O milagre da multiplicação, que todos os evangelistas quiseram consignar, foi um prelúdio do esbanjamento de amor de Jesus na Eucaristia. Com efeito a cena está repleta de significado eucarístico. Por um lado, Jesus alimentou a multidão num lugar deserto. Com este ato de bondade recordava e atualizava o amor providente de Deus narrado no Êxodo, quando alimentou Israel com o misterioso maná que descia do céu diariamente (cfr. Ex 16, 1 ss) como prelúdio do verdadeiro pão do céu, da Eucaristia (cfr. Jo 6, 30 ss).

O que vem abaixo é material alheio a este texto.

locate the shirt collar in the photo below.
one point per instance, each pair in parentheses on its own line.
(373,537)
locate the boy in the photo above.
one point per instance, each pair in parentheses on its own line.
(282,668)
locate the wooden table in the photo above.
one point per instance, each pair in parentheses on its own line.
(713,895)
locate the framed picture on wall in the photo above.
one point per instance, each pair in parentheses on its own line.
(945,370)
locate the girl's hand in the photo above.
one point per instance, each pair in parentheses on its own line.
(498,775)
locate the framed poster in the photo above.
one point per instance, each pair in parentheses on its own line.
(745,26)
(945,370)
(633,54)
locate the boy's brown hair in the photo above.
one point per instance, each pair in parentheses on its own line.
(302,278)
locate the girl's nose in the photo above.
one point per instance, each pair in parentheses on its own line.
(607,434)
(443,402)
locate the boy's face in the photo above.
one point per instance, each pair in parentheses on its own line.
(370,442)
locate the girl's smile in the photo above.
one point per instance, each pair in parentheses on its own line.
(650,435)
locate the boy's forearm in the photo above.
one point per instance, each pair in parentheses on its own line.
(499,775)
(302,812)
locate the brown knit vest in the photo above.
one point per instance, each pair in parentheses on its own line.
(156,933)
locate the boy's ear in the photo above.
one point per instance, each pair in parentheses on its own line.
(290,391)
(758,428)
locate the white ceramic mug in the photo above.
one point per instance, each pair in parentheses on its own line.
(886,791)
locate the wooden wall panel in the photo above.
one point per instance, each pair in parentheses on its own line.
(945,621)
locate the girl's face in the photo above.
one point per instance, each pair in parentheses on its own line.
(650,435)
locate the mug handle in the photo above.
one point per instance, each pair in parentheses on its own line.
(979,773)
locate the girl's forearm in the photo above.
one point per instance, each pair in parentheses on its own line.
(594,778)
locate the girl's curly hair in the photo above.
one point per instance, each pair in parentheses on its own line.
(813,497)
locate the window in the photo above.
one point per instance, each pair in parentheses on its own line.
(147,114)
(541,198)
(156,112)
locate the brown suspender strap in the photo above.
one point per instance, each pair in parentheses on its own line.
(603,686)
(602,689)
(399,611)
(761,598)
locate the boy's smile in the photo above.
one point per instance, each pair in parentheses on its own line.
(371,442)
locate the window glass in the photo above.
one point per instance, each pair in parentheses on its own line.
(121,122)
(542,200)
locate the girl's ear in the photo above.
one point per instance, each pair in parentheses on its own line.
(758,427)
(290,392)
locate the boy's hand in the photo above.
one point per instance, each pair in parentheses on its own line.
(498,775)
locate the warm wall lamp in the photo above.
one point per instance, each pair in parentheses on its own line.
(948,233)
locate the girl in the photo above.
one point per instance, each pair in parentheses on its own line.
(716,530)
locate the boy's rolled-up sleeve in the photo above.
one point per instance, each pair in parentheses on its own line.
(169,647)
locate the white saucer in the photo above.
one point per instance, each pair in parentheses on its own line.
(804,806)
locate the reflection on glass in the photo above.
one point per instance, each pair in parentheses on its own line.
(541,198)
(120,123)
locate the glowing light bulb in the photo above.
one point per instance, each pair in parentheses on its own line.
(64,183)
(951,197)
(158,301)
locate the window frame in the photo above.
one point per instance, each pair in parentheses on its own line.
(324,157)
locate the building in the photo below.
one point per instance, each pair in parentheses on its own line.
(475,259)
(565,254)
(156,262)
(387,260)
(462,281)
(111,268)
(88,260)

Por outro lado, os gestos de Jesus sobre os pães – “elevou os olhos para o céu, abençoou-os, partiu-os e os deu aos discípulos” (v. 16) – recordavam os gestos que fazia o pai de família nas casas de Israel e prefiguravam os gestos da instituição de Eucaristia na última ceia (cfr. 1 Cor 11, 23-26; Mc 14, 12-26; Mt 26, 17-20 e Lc 22, 7-39). Eram os mesmos gestos da fração do pão que faria o ressuscitado na mesa, com os discípulos de Emaús (cfr. Lc 24,30). Os mesmos gestos, em suma, que os sacerdotes repetem em cada Missa. O amor que Jesus mostrou naquela tarde da multiplicação, se estenderia assim no espaço e no tempo. Neste sentido, Santa Teresinha do Menino Jesus explicava de modo surpreendente, que “não é para ficar no cibório de ouro que Ele desce do céu todos os dias, mas para encontrar um outro céu, infinitamente mais querido que o primeiro, o céu da nossa alma, feito à sua imagem, o templo vivo da adorável Trindade”[2].

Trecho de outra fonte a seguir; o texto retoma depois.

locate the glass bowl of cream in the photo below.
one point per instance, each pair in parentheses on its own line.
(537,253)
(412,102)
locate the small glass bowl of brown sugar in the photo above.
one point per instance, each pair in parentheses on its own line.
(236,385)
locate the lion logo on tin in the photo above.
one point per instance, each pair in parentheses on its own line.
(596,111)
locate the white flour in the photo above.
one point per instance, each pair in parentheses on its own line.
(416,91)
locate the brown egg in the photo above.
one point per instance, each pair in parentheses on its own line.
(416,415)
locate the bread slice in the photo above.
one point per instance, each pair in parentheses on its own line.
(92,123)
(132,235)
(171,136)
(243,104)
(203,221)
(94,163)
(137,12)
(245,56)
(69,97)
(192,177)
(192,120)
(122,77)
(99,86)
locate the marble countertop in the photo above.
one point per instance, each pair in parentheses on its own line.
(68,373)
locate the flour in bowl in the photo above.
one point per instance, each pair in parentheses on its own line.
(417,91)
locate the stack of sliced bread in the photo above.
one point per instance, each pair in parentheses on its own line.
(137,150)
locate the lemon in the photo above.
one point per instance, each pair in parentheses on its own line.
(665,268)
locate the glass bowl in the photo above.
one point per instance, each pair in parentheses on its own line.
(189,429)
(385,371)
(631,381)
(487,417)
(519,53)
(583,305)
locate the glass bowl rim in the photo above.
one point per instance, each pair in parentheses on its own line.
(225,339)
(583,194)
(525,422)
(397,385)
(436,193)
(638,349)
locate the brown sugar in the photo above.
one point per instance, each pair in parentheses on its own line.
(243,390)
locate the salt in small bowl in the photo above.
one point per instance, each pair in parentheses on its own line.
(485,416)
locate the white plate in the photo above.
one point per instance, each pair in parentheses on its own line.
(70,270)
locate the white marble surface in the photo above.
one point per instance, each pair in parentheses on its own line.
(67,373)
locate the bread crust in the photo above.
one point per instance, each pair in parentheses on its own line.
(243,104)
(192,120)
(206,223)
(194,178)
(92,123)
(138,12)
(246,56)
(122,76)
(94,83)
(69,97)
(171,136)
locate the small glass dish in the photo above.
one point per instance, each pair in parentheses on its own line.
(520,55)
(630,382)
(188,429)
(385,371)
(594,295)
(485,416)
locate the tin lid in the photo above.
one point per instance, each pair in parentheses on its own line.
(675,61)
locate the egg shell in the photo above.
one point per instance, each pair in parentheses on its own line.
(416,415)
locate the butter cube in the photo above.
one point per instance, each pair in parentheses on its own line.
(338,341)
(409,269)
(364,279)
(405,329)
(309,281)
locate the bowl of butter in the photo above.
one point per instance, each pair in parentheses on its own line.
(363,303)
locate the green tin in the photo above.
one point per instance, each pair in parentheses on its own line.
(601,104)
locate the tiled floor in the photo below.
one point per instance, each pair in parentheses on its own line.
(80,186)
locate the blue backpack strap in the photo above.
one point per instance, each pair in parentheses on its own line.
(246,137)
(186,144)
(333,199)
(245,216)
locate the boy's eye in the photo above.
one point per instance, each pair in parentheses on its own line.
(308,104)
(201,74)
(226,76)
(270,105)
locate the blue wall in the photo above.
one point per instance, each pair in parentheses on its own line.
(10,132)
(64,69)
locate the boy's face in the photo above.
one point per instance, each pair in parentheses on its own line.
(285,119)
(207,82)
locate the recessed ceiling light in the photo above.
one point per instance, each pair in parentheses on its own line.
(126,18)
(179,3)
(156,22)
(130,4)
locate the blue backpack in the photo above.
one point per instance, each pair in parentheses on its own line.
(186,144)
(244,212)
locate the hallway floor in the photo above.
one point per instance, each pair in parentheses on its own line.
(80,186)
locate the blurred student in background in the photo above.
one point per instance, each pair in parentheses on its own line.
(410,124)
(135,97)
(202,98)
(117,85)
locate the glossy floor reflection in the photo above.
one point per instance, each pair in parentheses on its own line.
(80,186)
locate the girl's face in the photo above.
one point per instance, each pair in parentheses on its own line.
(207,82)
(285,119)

Com o milagre da multiplicação, cerca de cinco mil pessoas ficaram saciadas e inclusive sobrou muito: “doze cestos de pedaços”. Este fato, certamente previsto por Jesus, além de refletir o cuidado do Mestre com as coisas pequenas, simbolizava também a grande abundância dos tempos messiânicos que os profetas anunciaram (cfr. Is 25,6; Sal 78,19-20) e antecipava o amor superabundante de Jesus pelos homens, realizado no sacrifício da cruz e perpetuado na Eucaristia.

Por fim, Jesus quis que os seus discípulos participassem do seu amor às multidões manifestado em serviço. Por isso, quando eles pretendem despedir aquelas pessoas, Jesus diz-lhes: “dai-lhes vós de comer”. Porque, como diz o Papa Francisco, “o Senhor faz-nos percorrer o seu caminho, que é de serviço, de partilha e de dom, e aquele pouco que temos, o pouco que somos, se for compartilhado, torna-se riqueza porque o poder de Deus, que é de amor, desce até à nossa pobreza para a transformar. Então perguntemos esta tarde, adorando Cristo realmente presente na Eucaristia: deixo-me transformar por Ele? Permito que o Senhor, que se doa a mim, me oriente para sair cada vez mais do meu espaço limitado, para sair e não ter medo de doar, de compartilhar, de amá-lo, de amar o próximo?”[3].


[1] Papa Francisco, Audiência, 17 de agosto de 2016.

[2] Santa Teresinha do Menino Jesus, História de uma alma, Manuscrito A, Cap. V.

[3] Papa Francisco, Homilia, 30 de maio de 2013.